Canadians represent one of the largest group of foreign buyers in the US,
with a particularly high percentage in Florida, Arizona, and Las Vegas.
Considering that home prices in many of these states have fallen between 35% and as much as 65%, and tack on another 20-25% in “savings” due to a strong dollar, it becomes clear pretty quickly why there is so much interest.
A recent poll determined that 1 in 5 Canadians is considering buying a US property at the moment. Cash sales are the norm, especially where you are expecting a major discount from the original peak value. That being said, buying a property in one of these areas has never been more difficult with loopholes and red tape galore.
Most professionals will advise you that its best to prepare to buy on a cash basis, and after any renovation or rehab work (if applicable) trying to refinance and pull some equity out afterward. Since most people don’t have between $100,000 and $500,000 lying around … many Canadians are taking out a home equity line of credit or one of the other types of home equity loans against their Canadian property and using those funds to buy.

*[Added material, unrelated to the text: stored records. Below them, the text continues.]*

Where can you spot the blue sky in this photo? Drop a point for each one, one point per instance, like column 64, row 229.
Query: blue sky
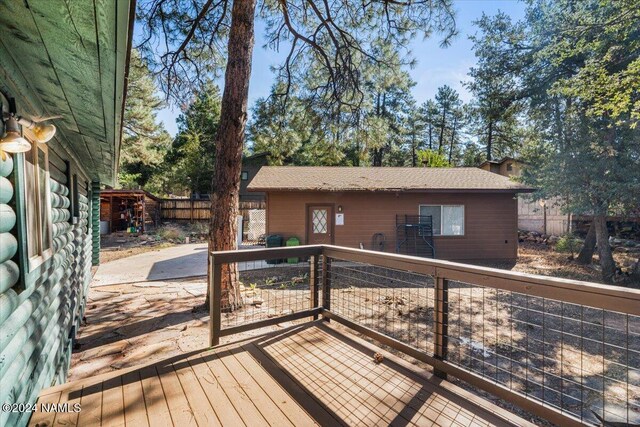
column 435, row 66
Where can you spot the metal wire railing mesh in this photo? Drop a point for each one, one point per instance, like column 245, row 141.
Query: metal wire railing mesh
column 580, row 360
column 266, row 289
column 397, row 303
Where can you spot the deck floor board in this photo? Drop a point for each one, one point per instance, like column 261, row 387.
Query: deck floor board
column 309, row 374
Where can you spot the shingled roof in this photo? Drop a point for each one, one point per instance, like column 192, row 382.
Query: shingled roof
column 327, row 178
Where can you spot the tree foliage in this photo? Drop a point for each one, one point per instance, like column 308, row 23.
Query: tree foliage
column 191, row 159
column 568, row 77
column 145, row 141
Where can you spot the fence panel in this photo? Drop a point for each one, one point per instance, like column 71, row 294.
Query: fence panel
column 198, row 210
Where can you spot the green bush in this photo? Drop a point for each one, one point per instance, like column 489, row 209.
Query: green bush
column 568, row 243
column 171, row 232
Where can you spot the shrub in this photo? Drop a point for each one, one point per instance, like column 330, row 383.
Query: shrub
column 568, row 243
column 171, row 232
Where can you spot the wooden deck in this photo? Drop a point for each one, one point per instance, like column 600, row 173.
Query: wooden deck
column 303, row 375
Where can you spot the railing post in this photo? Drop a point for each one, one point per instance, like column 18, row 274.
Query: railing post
column 215, row 295
column 441, row 321
column 314, row 281
column 326, row 284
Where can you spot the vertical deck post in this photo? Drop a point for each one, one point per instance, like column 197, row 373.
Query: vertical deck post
column 441, row 321
column 215, row 295
column 314, row 281
column 326, row 284
column 95, row 222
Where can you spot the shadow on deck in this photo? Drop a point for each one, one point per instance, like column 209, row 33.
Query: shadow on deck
column 302, row 375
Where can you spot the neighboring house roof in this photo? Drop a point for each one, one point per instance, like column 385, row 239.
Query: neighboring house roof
column 312, row 178
column 123, row 192
column 72, row 62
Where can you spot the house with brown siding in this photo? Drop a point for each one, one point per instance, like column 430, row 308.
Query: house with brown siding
column 472, row 212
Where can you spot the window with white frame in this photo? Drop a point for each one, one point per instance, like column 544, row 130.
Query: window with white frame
column 37, row 205
column 447, row 220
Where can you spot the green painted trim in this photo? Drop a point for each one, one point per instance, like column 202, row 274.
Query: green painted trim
column 95, row 223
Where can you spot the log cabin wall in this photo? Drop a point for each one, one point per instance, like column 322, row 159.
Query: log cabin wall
column 41, row 310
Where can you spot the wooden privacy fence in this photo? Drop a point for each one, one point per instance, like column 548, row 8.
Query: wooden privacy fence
column 198, row 210
column 565, row 350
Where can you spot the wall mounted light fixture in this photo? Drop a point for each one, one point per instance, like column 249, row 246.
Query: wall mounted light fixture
column 13, row 142
column 40, row 132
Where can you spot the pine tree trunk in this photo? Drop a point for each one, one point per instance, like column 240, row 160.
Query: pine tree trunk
column 604, row 250
column 441, row 138
column 586, row 253
column 453, row 138
column 229, row 144
column 490, row 141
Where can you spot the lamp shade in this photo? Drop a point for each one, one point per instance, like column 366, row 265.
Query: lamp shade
column 13, row 142
column 40, row 132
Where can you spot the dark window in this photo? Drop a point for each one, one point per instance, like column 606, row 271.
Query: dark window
column 447, row 220
column 75, row 198
column 36, row 205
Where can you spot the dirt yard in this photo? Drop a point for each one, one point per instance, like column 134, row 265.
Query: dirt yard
column 543, row 260
column 579, row 359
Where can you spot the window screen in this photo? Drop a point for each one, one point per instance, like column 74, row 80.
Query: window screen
column 448, row 220
column 435, row 213
column 45, row 202
column 452, row 220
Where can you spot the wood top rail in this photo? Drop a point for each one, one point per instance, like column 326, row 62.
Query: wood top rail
column 594, row 295
column 226, row 257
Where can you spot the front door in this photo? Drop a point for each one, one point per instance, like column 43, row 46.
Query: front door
column 320, row 225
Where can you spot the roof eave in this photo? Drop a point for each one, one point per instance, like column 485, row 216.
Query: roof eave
column 396, row 190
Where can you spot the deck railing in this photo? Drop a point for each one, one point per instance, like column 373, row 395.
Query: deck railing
column 564, row 350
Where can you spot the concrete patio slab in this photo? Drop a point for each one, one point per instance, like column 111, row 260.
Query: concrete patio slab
column 164, row 264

This isn’t the only way to finance such a purchase however.
When considering the complexities of cross-border property ownership and financing, the term “Caveat Emptor” probably never held more true. If you are considering a buying south of the border, be sure to discuss your financing requirements with a senior mortgage broker first. Only a very small segment of the mortgage or banking community really has any true expertise or connections to help facilitate such a deal.